Dia menandaskan, kegagalan elite politik Indonesia melakukan upaya serius memberantas korupsi membahayakan demokrasi. "Rakyat akan menyalahkan demokrasi atas kesulitan yang dihadapinya. Padahal kesulitan tersebut disebabkan oleh korupsi," ujar dia.
Sementara itu, Todung Mulya Lubis mengatakan, salah satu pilar penting bagi pemberantasan korupsi adalah media massa. Media membawa misi menjamin terjadinya sebuah proses berlangsung secara transparan.
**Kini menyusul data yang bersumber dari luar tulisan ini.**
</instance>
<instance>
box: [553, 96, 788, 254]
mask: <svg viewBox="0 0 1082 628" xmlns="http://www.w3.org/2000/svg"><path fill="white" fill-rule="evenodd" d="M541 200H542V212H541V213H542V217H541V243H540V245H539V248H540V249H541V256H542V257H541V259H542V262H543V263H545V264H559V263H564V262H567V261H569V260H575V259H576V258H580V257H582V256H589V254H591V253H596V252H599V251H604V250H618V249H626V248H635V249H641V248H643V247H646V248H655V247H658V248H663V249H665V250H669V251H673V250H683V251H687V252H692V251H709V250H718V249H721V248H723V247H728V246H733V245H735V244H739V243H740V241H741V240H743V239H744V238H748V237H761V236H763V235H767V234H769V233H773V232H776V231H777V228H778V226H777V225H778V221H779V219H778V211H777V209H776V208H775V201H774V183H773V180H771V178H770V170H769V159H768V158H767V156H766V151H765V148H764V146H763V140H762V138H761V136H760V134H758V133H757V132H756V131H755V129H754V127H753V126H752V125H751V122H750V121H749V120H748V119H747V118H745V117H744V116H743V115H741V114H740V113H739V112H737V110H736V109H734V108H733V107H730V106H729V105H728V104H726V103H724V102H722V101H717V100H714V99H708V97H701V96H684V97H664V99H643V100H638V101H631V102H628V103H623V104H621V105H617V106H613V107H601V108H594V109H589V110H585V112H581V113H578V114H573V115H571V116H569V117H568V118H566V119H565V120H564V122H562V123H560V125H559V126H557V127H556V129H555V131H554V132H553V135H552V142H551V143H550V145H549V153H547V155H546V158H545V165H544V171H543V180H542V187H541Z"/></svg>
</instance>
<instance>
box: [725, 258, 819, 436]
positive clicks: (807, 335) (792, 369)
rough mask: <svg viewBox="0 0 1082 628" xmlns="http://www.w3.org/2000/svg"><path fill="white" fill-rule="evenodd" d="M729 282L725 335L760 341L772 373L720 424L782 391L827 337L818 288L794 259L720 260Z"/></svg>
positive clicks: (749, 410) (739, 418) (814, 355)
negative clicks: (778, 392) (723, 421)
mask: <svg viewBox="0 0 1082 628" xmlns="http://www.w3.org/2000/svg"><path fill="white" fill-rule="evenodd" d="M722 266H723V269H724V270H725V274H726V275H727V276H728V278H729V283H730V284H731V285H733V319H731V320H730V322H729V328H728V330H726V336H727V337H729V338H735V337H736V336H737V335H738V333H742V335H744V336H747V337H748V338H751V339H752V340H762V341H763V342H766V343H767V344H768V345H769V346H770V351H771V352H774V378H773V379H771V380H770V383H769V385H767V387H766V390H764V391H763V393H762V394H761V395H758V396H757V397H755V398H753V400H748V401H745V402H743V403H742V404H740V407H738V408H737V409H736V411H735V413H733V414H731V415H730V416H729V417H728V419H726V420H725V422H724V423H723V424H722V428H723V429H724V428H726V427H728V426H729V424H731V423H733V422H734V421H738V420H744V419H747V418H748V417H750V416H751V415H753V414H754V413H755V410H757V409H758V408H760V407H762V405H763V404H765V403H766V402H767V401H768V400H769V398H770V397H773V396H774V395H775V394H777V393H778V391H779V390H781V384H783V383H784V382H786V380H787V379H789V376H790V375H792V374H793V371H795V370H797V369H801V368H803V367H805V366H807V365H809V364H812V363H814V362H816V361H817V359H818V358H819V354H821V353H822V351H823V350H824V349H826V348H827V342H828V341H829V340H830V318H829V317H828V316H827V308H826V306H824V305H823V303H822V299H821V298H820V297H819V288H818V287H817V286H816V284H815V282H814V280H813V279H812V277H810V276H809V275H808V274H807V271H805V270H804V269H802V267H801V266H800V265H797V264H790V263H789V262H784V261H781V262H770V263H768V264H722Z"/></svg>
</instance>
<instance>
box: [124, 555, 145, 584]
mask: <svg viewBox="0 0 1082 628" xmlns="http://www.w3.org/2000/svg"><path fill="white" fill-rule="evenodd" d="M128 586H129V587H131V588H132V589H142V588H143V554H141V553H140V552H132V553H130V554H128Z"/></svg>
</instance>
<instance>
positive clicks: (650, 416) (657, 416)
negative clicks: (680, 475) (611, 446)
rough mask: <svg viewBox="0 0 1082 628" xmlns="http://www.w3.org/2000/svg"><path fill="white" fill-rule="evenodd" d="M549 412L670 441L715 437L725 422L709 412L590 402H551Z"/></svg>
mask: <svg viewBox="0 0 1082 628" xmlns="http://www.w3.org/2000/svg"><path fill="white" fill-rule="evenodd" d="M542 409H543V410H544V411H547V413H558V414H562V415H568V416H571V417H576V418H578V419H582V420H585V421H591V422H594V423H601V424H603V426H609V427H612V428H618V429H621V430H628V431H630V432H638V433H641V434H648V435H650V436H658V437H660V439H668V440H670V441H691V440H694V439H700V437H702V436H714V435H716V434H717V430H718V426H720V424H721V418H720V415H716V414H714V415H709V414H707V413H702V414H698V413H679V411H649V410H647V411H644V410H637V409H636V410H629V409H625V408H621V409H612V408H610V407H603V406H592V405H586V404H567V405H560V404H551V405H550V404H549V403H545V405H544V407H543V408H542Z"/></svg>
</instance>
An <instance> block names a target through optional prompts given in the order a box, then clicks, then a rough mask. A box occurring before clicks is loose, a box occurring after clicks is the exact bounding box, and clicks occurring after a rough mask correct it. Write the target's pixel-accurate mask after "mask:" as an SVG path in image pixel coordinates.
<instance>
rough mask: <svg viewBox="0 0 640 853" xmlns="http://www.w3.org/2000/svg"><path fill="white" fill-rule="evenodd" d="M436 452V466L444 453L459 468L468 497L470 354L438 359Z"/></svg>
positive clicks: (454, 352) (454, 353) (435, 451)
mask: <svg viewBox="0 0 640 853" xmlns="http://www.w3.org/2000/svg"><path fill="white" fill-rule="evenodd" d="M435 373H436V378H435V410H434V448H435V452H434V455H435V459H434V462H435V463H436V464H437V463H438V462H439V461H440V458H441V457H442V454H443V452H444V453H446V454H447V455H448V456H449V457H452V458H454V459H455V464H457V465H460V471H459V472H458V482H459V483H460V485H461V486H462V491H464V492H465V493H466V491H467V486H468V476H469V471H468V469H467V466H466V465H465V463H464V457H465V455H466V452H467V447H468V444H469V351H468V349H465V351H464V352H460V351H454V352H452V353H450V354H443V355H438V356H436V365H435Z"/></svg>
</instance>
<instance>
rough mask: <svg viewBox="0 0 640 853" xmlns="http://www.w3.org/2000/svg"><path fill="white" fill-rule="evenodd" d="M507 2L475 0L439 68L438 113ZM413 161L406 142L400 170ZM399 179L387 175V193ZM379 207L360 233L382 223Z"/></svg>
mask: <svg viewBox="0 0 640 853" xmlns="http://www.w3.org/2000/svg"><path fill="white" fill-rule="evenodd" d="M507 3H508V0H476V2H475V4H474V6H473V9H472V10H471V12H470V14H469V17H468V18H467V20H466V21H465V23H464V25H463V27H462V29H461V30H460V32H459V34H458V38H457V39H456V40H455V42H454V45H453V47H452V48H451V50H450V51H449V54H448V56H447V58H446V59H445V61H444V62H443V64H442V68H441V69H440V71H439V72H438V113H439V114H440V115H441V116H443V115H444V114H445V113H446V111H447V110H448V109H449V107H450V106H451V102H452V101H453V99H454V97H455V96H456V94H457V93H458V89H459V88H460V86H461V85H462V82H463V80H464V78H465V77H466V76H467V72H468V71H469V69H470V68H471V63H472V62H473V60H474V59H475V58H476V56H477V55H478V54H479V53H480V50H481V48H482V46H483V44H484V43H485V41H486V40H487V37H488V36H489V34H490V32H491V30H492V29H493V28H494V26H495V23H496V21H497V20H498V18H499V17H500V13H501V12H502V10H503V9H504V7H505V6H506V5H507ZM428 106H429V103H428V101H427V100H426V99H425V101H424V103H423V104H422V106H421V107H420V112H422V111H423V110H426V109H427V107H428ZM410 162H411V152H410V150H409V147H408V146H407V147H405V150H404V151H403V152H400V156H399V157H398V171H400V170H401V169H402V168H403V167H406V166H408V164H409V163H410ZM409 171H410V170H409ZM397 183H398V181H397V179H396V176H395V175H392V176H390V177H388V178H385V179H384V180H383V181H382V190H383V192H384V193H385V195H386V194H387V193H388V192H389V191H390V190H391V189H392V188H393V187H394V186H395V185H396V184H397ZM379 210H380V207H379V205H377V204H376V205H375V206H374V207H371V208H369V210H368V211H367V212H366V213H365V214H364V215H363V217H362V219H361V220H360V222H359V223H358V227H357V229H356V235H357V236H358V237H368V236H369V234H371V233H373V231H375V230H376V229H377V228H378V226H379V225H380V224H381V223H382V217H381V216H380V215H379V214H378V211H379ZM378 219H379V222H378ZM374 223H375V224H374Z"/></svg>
Namun, kata Todung, nampaknya Indonesia harus kembali berduka mengingat media massa Indonesia akhir-akhir ini terancam.
Dia mencontohkan, kasus kekerasan yang dialami wartawan TEMPO dalam kasus Tommy Winata dan ketidakberdayaan aparat kepolisian mengindikasikan kecemasan yang serius. "Intimidasi lewat kekerasan atau pun dengan melakukan upaya sita jaminan secara mencolok merupakan ancaman serius bagi kebebasan pers terutama dalam pengungkapan kasus korupsi," ucap dia.
Ditambahkan, "Kegagalan menghormati peran media massa dalam memberikan informasi kepada publik dan kegagalan penegakan hukum untuk melindungi kebebasan pers merupakan akibat dari korupsi yang sudah sangat mendalam di bidang penegakan hukum dan jurnalistik yang marak dengan wartawan amplopnya."